养得很艰难,虽然没养死,但也没让那花苞盛放,封暄本来想要等开了花再带她看,如今他一个人看了那花苞好久。
等到天色暗下来,封暄回了正院,看到蹲在门槛边上的易星。
易星好委屈,他被留在了镜园,司绒公主没有带他走,他为此洒了两滴泪,谁也没告诉,但所有人都从那红通通的鼻头和眼睛看出来了。
“在这儿做什么?”封暄没有心情与他计较。
“公主给您烧了杯子,昨日去取,要给您的生辰礼。”易星从怀里掏出一只脏兮兮的包袱,那布料已经被木盒边沿磨破了。
封暄微有点愣,他接过来,又听到易星浓重的鼻音:“公主烧了好几套,都不满意,这是她最喜欢的,可惜昨日摔碎了。”
摔碎了。
封暄抿着唇,情绪没有起伏,他低头拆开包袱,打开里头一只紫檀木盒,里头果然只躺着密密叠叠的碎瓷片,他捏起一片放掌心,上面有朵小小的司绒花。

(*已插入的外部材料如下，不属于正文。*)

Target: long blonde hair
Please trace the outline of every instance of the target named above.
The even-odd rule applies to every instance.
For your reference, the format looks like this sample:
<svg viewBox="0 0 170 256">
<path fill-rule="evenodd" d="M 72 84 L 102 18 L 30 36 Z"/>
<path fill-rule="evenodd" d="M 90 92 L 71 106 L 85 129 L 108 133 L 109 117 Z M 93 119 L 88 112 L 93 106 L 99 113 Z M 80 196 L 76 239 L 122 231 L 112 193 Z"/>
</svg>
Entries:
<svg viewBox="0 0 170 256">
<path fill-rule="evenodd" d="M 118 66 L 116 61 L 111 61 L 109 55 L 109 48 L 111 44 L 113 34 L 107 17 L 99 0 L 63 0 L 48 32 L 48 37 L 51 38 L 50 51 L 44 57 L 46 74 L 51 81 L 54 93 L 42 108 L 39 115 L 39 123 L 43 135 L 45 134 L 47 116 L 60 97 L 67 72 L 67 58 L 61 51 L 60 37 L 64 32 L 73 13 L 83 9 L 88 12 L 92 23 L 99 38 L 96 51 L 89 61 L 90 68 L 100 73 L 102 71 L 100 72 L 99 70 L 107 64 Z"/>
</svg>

他想起前些日子司绒淤红的小拇指,想起她手腕内侧的几点烫伤,沉默着进了屋。
从门口走到高几边,上边的斗彩鱼缸里是她养的鱼。
进到里屋时,撩起的珠帘声音清脆,他已经逐渐习惯这声音和光亮。
他下意识地点起屋里的灯盏,这是她感到最舒适的光线。
妆台上搁着他命人新打的首饰,屋里到处都搁着润喉的糖丸,昨日晨起胡来,小衣还塞在枕下,他背上的咬痕没有消。
都是她的痕迹。
“嗒,嗒。”
碎瓷片刺破封暄的掌心,血液滴落在地,他掏出帕子,一圈一圈缠住手掌,同时喊人:“九山。”

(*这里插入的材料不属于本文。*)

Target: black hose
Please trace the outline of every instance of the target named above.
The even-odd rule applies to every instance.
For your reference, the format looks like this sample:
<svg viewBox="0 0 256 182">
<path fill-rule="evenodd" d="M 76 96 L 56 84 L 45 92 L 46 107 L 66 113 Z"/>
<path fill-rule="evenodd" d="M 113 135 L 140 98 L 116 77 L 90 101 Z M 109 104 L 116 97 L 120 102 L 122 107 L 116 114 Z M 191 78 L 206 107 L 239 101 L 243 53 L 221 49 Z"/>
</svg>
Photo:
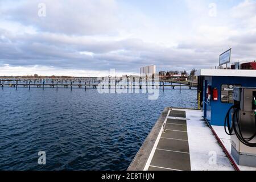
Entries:
<svg viewBox="0 0 256 182">
<path fill-rule="evenodd" d="M 251 136 L 249 138 L 247 138 L 247 139 L 245 138 L 242 136 L 242 131 L 241 130 L 240 125 L 239 124 L 239 121 L 238 119 L 238 115 L 237 115 L 239 110 L 240 110 L 237 108 L 234 109 L 234 114 L 233 114 L 233 118 L 232 118 L 232 121 L 233 121 L 232 125 L 233 125 L 233 129 L 234 129 L 234 133 L 236 134 L 236 135 L 237 135 L 237 138 L 240 140 L 240 142 L 242 142 L 245 145 L 249 146 L 249 147 L 256 147 L 256 143 L 249 142 L 249 141 L 251 140 L 254 138 L 254 136 L 256 135 L 256 131 L 254 133 L 254 134 L 252 136 Z M 255 122 L 256 122 L 256 121 L 255 121 Z M 238 126 L 238 130 L 237 130 L 236 123 L 237 125 Z M 237 131 L 237 130 L 238 130 L 238 131 Z"/>
<path fill-rule="evenodd" d="M 228 111 L 228 113 L 226 114 L 226 117 L 225 118 L 225 122 L 224 122 L 224 129 L 225 129 L 225 132 L 228 135 L 233 135 L 232 134 L 233 132 L 233 125 L 230 127 L 230 122 L 229 121 L 229 115 L 230 113 L 230 111 L 234 109 L 235 107 L 234 106 L 232 106 Z M 226 130 L 226 128 L 228 127 L 228 131 Z"/>
</svg>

“殿下,”九山匆匆从屋外进来,“都安排下去了,即刻可以启程。”
傍晚的阴翳遮天蔽地,细雪再次从天穹扬下来,封暄银甲着身,踏入风雪中。
司绒回了那片无拘无束的草野,把他放逐在了权力的巅峰,以为能一走了之。
但现在,他要去把她找回来。
・上卷完
作者有话说:
下卷回归阿悍尔。
司绒不是怨天尤人的类型,她会迅速把自己收拾好。
说起来,如果这事儿发生在平时,两人也就是吵架,太子要吃点苦,踏踏实实认错,然后和好,但是现在碰上阿悍尔要打仗了,司绒当然要回去。

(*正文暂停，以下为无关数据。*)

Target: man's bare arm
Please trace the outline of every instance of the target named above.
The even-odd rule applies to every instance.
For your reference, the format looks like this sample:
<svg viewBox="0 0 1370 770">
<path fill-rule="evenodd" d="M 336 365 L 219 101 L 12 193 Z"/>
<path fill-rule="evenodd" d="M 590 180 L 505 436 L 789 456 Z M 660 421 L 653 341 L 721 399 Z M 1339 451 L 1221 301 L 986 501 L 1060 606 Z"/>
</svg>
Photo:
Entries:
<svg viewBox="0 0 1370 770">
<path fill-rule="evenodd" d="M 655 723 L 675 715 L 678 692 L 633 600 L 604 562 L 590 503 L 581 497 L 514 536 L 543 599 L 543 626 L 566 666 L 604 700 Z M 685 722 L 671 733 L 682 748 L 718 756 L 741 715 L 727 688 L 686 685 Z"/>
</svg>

下卷除了司绒和封暄的感情线,前边着墨过的人物篇幅会多点,率了八百个旧部杀出沙漠的乌禄小王女;即将踏着父辈荣光在新战场大杀四方的高瑜;王者归来的黎婕;低调不理世事到上卷尾巴才露出一点锋芒的皇后;挑后方大梁的师红璇;还有全书情绪最稳定的句桑;阿勒把妹妹送回阿悍尔就要跑了,他说保留一点神秘感,新书再跟你们见面。
第49章 无声渗透
“后来呢?”
“后来啊, 司绒心碎啦。”
阿悍尔的冬日特别长,那连绵迭起的草坡上覆满了雪,变成波浪形的白色海洋,远处阿蒙山上的雪顶淋了一层金光, 少年少女坐在白色海洋的一片浪潮上说话。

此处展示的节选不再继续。